June 29, 2010.
In an action to recover damages for personal injuries, the defendant appeals from an order of the Supreme Court, Nassau County (Feinman, J.), entered March 24, 2010, which denied its motion for summary judgment dismissing the complaint.
Scheichet Davis, P.C., New York, N.Y. (David J. Scheichet of counsel), for appellant-respondent.
Barry J. Fisher, Garden City, N.Y., for respondent-appellant.
Before: Dillon, J.P., Miller, Eng and Chambers, JJ.
Ordered that the order is affirmed, with costs.
"A municipality that has adopted a prior written notice law cannot be held liable for injuries sustained as a result of an alleged defect on its property, absent the requisite notice, unless an exception to the notice requirement applies" ( Lopez v Town of Hempstead, 50 AD3d 645, 646; see Delgado v County of Suffolk, 40 AD3d 575). Two exceptions have been recognized to prior written notice rules ( see Lopez v Town of Hempstead, 50 AD3d 645). The first is when the municipality has created the dangerous or defective condition through an affirmative act of negligence ( see Amabile v City of Buffalo, 93 NY2d 471). The second exception is when a "special use" confers a benefit upon the municipality ( id. at 474).

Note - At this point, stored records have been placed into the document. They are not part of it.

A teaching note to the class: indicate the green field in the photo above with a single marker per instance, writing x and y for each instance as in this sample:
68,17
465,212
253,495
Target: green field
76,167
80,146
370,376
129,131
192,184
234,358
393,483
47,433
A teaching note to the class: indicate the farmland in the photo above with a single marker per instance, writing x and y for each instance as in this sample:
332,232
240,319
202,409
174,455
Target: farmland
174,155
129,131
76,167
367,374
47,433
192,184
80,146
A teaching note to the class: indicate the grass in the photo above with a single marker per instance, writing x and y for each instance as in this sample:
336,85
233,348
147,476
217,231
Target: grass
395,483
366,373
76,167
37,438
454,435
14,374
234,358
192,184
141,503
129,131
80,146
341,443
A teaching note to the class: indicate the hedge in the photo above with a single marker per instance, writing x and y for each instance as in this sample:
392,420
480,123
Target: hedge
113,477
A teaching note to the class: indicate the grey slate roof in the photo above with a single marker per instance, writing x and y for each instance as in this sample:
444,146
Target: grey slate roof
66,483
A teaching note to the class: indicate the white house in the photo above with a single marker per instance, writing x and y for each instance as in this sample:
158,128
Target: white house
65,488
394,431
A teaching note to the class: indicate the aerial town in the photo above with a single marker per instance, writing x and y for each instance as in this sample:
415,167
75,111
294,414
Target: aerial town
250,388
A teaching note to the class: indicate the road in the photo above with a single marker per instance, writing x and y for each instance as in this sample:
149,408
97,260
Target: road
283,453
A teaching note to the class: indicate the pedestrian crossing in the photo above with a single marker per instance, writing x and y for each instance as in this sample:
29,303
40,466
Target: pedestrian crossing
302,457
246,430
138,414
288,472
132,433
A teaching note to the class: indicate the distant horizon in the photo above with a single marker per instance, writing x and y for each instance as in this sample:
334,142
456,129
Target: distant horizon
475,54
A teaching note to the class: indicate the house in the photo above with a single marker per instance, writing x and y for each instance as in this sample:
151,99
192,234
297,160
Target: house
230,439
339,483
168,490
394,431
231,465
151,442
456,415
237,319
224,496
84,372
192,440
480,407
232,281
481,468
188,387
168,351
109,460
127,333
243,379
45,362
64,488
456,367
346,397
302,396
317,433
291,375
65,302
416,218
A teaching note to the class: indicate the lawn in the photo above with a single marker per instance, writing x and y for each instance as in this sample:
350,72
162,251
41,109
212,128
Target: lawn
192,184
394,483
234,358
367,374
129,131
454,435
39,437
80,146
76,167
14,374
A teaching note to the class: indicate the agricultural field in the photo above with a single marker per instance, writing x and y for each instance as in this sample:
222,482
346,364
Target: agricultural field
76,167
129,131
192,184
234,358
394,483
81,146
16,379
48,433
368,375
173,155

Here, the defendant established, prima facie, that it did not have prior written notice of the defective or dangerous condition on the boardwalk that allegedly caused the plaintiffs accident. In opposition to the defendant's motion for summary judgment, however, the plaintiff raised a triable issue of fact with respect to whether the defendant affirmatively created the dangerous condition on the boardwalk that caused her accident. Accordingly, the Supreme Court properly denied the defendant's motion for summary judgment dismissing the complaint ( see generally Alvarez v Prospect Hosp., 68 NY2d 320, 324).